The other policy issue the association hopes to highlight is regulation of companies that charge boarding homes and nursing homes fees for placing residents in their facilities. Weeks says such "Medicaid placement services" aren't regulated, and the association is concerned that some of them might encourage families to move their elderly members from one facility to another unnecessarily merely to collect fees. Weeks asserts that when the services talk with families in hospitals, hospitals sometimes think a free social-work service is being offered to patients ready for discharge, but some nursing homes have sought legal protection to keep Medicaid placement services from intercepting family members of clients in their facilities' parking lots to talk with them about relocating elderly family members.

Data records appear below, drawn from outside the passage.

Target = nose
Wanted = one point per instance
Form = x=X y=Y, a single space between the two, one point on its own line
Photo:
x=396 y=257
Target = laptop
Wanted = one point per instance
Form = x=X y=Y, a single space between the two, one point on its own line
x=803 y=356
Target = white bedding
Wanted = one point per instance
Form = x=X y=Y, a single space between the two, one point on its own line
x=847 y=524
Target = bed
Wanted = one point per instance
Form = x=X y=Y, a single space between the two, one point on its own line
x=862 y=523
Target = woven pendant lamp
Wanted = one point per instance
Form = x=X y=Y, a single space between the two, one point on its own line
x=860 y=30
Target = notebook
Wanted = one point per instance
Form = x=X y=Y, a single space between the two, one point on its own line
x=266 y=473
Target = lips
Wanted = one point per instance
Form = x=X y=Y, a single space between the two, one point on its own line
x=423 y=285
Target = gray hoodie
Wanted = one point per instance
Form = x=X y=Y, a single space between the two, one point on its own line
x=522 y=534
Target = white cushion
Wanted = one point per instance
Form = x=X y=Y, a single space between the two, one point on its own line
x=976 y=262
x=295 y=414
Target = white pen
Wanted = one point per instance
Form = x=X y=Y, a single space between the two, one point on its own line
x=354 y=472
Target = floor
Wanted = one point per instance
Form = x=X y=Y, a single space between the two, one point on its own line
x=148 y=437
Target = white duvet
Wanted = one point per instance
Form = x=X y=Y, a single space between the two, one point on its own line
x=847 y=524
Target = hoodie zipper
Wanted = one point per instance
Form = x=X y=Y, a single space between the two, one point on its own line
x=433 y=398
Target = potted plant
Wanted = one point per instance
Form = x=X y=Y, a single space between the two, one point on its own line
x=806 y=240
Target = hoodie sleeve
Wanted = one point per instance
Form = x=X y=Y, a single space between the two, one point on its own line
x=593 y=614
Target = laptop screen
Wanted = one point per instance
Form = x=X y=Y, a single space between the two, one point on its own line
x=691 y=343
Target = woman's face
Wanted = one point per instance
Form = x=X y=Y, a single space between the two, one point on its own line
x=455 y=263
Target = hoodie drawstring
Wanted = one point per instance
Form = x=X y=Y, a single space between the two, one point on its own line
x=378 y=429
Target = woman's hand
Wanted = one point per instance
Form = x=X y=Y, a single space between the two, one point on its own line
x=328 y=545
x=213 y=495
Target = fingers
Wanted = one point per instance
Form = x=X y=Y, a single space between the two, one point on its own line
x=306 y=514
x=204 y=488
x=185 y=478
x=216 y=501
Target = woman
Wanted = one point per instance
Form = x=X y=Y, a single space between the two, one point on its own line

"We'll see what's reasonable regulation for these folks," Weeks says, adding that several legislators have already asked him about the issue, indicating that it's been raised as a concern by their constituents.
A number of key issues last year were resolved favorably in the Legislature, including passage of legislation to expand the giving of medications in boarding homes and changes in how capital funds are distributed so the oldest facilities receive priority for capital projects, Weeks says.
Meanwhile, a court decision recently declared unconstitutional a law passed last year that prevented boarding homes from dropping their Medicaid contracts if they housed clients who are on Medicaid or who are anticipated to become eligible for Medicaid later. Weeks says the association supports requiring such homes to notify patients when they're admitted whether the homes will accept Medicaid in the future, but believes that the law that was passed last year was unconstitutional.
Last year, the Legislature also passed legislation requiring disclosure of how premiums might increase over time for long-term care insurance policies in Washington, protecting consumers who buy those policies, Marr says.